8. The method for analyzing performance data of a storage device according to claim 6, wherein: The performing a fifth fluctuation analysis process on the performance curve based on the fifth judgment condition to obtain a fifth fluctuation analysis result includes: Obtaining a second preset difference threshold value of a target analysis region from the preset performance fluctuation table; wherein the target analysis region is: a subregion obtained by dividing the performance curve, and the subregions are at least two; performing a difference analysis process on the target analysis area in the performance curve, and comparing the absolute value of the difference between two adjacent data in the target analysis area with the second preset difference threshold; When the absolute value of the difference between two adjacent data is not greater than the second preset difference threshold, it is determined that the fifth judgment condition is met, and the fifth fluctuation analysis result is determined to be: there is no abnormal fluctuation; When the absolute value of the difference between two adjacent data is greater than the second preset difference threshold, it is determined that the fifth judgment condition is not met, and the fifth fluctuation analysis result is determined to be: abnormal fluctuation exists.

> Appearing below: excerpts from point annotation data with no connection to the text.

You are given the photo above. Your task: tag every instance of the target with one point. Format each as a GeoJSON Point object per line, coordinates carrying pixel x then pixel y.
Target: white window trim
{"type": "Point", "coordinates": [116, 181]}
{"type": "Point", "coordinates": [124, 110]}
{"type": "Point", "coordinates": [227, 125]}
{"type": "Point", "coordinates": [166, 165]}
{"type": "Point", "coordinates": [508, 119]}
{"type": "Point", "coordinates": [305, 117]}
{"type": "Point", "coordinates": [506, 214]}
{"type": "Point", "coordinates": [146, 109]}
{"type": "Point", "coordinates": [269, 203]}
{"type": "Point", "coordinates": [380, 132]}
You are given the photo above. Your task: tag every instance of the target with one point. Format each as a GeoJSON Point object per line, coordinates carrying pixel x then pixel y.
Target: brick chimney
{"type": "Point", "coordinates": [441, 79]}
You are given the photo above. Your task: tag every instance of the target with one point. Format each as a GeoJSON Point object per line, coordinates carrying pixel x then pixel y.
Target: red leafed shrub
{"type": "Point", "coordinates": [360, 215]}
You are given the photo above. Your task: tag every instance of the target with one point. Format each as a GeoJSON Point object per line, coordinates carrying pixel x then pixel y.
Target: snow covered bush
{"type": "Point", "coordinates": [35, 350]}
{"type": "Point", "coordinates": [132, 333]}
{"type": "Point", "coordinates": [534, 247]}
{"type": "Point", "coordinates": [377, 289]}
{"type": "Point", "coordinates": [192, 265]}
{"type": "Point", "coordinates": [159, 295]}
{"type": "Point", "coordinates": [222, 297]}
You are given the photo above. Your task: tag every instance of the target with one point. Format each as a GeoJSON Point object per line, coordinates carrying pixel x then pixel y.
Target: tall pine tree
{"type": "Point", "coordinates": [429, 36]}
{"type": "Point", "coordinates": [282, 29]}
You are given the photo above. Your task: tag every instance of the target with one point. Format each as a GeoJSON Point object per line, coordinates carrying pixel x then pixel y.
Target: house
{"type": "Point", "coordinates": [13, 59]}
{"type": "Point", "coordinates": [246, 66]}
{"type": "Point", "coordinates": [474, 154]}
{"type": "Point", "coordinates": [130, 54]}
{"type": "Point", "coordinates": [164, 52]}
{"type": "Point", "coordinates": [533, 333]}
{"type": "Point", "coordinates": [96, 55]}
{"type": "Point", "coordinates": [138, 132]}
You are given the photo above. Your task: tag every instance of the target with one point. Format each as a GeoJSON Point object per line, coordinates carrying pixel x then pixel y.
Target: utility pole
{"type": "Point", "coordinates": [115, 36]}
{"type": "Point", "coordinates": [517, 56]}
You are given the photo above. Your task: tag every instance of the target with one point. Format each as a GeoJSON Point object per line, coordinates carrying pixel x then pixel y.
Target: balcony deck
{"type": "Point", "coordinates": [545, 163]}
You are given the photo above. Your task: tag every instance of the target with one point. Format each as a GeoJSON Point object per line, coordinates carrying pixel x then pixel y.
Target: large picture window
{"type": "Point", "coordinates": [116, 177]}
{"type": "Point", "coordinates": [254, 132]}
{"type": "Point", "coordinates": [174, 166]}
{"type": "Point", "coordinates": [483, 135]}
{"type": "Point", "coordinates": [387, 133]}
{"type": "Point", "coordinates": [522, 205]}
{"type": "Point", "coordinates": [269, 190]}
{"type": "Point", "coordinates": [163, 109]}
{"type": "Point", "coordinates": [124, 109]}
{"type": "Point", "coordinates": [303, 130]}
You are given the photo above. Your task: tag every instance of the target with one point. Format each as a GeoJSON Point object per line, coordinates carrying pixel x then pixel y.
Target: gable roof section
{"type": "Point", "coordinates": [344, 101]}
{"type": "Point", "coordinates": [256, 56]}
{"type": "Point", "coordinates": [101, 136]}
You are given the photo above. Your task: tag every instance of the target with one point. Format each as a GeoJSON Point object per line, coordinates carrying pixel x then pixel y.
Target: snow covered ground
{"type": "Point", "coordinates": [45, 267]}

9. The method for analyzing performance data of a storage device according to claim 1, wherein: When the type of the performance test is: random read and write data; the target trade-off algorithm is the third trade-off algorithm; The step of determining a target trade-off algorithm according to the type of the performance test, and performing a performance fluctuation analysis on the performance curve according to the target trade-off algorithm and the preset performance fluctuation table to obtain a performance fluctuation analysis result includes: Obtaining a third preset difference threshold and an error value from the preset performance fluctuation table; Determining a target difference range according to the third preset difference threshold and the error value; Acquiring a plurality of continuous data in any local area of the performance curve; For multiple consecutive data, calculate the difference between every two adjacent data to obtain multiple difference values; When any difference is not within the target difference range, the performance fluctuation analysis condition is determined to be: abnormal fluctuation data exists; When all the differences are within the target difference range, it is determined that the performance fluctuation analysis situation is: there is no abnormal fluctuation data.
10. A performance data analysis tool for a storage device, characterized in that: Used to execute the performance data analysis method for a storage device as described in any one of claims 1 to 9.